Three judges of the Supreme Court of Pakistan on June 3 rejected a petition filed by Church of Pakistan Bishop Humphrey Peters of Peshawar seeking a review of a Peshawar High Court 2019 order that declared Edwardes College Peshawar as a nationalized educational institution.
However, the property remains owned by the Church of Pakistan’s Diocese of Lahore.
“We are afraid that the contention of the petitioner is not correct. The government of KPK shall propose the criteria for appointment of the principal, Edwardes College Peshawar,” stated the Supreme Court order.
“The same shall be conveyed to Diocese of Lahore … Edwardes College shall be run and managed strictly on professional lines under the overall supervision of the board of governors headed by the worthy governor, KPK.”
Officials of Peshawar Diocese condemned the move. “We shall protest and organize a press conference; this is injustice. The order dissolves the church-headed board of governors led by Bishop Humphrey. The assets of religious minorities are not safe,” said Yasir Bhatti, a Church of Pakistan activist.
Recent research ... blamed the nationalization of Pakistan's private schools for low literacy levels among the Christian community
“Dark day of Supreme Court of Pakistan. Implemented dictator’s law in democratic government after 50 years to take Edwardes College Peshawar. A property of church mission society,” stated Azeem Masih, a UK-based Pakistani Christian, in a tweet.
Recent research by the Center for Social Justice blamed the nationalization of Pakistan's private schools for low literacy levels among the Christian community, weakened church institutions and for creating fear among them.

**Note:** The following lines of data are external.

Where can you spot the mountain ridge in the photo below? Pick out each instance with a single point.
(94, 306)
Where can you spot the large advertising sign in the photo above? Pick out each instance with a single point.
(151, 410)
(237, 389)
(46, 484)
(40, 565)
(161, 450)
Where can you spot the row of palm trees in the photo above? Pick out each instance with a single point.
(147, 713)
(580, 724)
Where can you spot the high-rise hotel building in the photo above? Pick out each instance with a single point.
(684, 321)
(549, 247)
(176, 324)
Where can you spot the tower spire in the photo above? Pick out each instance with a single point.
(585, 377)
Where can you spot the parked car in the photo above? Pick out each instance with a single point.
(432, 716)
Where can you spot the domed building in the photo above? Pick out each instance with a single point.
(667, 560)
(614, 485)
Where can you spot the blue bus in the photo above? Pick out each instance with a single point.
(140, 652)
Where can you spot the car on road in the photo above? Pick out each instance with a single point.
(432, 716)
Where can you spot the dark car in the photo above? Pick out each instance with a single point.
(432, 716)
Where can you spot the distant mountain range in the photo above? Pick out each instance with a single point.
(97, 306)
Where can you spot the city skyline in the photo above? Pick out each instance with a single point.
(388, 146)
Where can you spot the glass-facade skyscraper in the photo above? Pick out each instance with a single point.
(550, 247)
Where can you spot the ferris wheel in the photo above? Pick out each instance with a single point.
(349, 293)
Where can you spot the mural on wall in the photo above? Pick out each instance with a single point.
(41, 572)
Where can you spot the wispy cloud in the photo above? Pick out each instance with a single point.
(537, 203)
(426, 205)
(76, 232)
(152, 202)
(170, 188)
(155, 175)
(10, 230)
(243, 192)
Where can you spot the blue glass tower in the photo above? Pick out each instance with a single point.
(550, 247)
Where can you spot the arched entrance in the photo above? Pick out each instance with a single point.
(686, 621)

The report, titled "Lessons from the Nationalization of Education in 1972," claims 118 missionary institutions remained nationalized by June 2020. The study confirmed that among these schools in Punjab and Sindh only 50 percent had been denationalized as of November 2019.
The findings explored fallout from 1972 when the government seized control of all schools, colleges and hospitals held by Christians under President Zulfikar Ali Bhutto's policy of nationalization.
In 2004, President Pervez Musharraf ordered the conditional privatization of minority educational institutions. As a result, 59 institutions were returned to churches without the offer of any compensation.